Ankara'da günde binlerce insanın önünden geçtiği tarihi İş Bankası binasının hikayesini bir solukta okuyacaksınız.
1929 yılında yapılan bina İş Bankası'nın 3. Genel Müdürlük binası olarak açılmış. O dönemki imkanlar ve şartlar dikkate alındığında ince bir işçilik ve binanın yapım maliyeti gözler önüne seriliyor.
Şimdilerde müze olarak ziyaretçilerini ağırlayan yapı 2019'a kadar banka olarak hizmet verdi.
Binanın mimarı ise yabancı bir isim: 1. Ulusal Mimari Akımı’nın önde gelen isimlerinden Giulio Mongeri.

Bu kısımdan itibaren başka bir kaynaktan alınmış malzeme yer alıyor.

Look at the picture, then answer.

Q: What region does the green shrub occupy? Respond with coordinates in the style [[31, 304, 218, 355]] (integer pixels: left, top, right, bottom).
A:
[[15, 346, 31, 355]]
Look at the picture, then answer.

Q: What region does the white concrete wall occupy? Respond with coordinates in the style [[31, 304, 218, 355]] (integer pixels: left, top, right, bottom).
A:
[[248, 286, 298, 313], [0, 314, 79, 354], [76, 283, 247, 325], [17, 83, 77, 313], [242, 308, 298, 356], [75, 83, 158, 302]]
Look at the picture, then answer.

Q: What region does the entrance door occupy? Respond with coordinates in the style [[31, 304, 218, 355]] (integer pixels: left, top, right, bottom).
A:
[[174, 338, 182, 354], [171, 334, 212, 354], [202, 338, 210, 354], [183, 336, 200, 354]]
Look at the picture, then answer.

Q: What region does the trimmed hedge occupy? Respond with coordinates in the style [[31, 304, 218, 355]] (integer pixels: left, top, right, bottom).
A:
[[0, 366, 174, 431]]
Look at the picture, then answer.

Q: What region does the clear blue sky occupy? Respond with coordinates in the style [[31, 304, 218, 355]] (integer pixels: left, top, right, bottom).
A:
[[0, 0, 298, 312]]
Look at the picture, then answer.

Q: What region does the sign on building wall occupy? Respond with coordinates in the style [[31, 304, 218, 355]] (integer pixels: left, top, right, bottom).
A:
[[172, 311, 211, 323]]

Tarihi Ulus bölgesinde bulunan İş Bankası İktisadi Bağımsızlık Müzesi’ne ‘Cümle Kapısı’ diye tabir edilen görkemli kapıdan giriliyor. Girişte ziyaretçileri geniş bir salon karşılıyor.
Salonun sağ ve sol bölümleri, yakın döneme kadar banka şubesi olarak kullanılıyordu. Bu bölümlerde banka personelinin kullandığı 1928 yılı öncesinden günümüze kadar muhasebe defterleri, senetler, çek ve makbuzlar gibi bankacılık dokümanları sergileniyor.

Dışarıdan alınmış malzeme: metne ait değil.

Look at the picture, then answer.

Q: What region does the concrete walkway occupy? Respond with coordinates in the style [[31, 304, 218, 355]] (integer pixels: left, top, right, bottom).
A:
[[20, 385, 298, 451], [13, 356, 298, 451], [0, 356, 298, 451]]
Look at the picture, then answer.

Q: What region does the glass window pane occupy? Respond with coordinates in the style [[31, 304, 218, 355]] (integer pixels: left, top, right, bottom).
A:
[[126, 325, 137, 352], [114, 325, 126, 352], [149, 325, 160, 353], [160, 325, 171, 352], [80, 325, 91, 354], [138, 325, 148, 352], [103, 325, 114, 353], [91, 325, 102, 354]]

Müze gezimizde bize eşlik eden Müze Müdürü Hande Babacan, buraya ilk olarak banka personeli olarak gelmiş.
Müzeye dönüştükten sonra müdür olarak binada çalışmaya devam etmiş. Babacan, bize tarihi binanın hikâyesini anlatmaya başlıyor.
“Bu bina, 1929 yılında İş Bankası’nın 3. Genel Müdürlük Binası olarak hizmet vermeye başlamış. Mimarı 1. Ulusal Mimari Akımı’nın önde gelen isimlerinden Giulio Mongeri.

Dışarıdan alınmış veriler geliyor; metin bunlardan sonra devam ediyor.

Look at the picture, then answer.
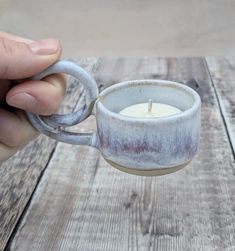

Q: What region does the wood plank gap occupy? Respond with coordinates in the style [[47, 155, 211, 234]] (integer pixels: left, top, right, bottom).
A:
[[4, 146, 58, 251], [203, 58, 235, 168]]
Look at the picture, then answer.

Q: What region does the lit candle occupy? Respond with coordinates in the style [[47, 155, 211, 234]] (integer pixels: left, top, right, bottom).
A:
[[119, 99, 181, 118]]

Binanın eklektik bir tarzı var. Osmanlı ve Selçuklu mimarisinden örneklerin yanı sıra Rönesans ve Art Nouveau tarzı örnekler görebiliyorsunuz. Mesela pencereler Selçuklu ve Osmanlı mimarisinden izler yansıtırken, girişteki kıvrımlı bölüm Art Nouveau tarzını yansıtıyor. Binamızın en güzel yerlerinden biri de binamızla yaşıt olan tepedeki vitray.
Ortada Yunan mitolojisinde parayı ve ticareti temsil eden ‘Hermes’ tasfir edilmiş. Üstünde koruyucu cam bulunan vitray, binaya gün ışığının girmesini de sağlıyor.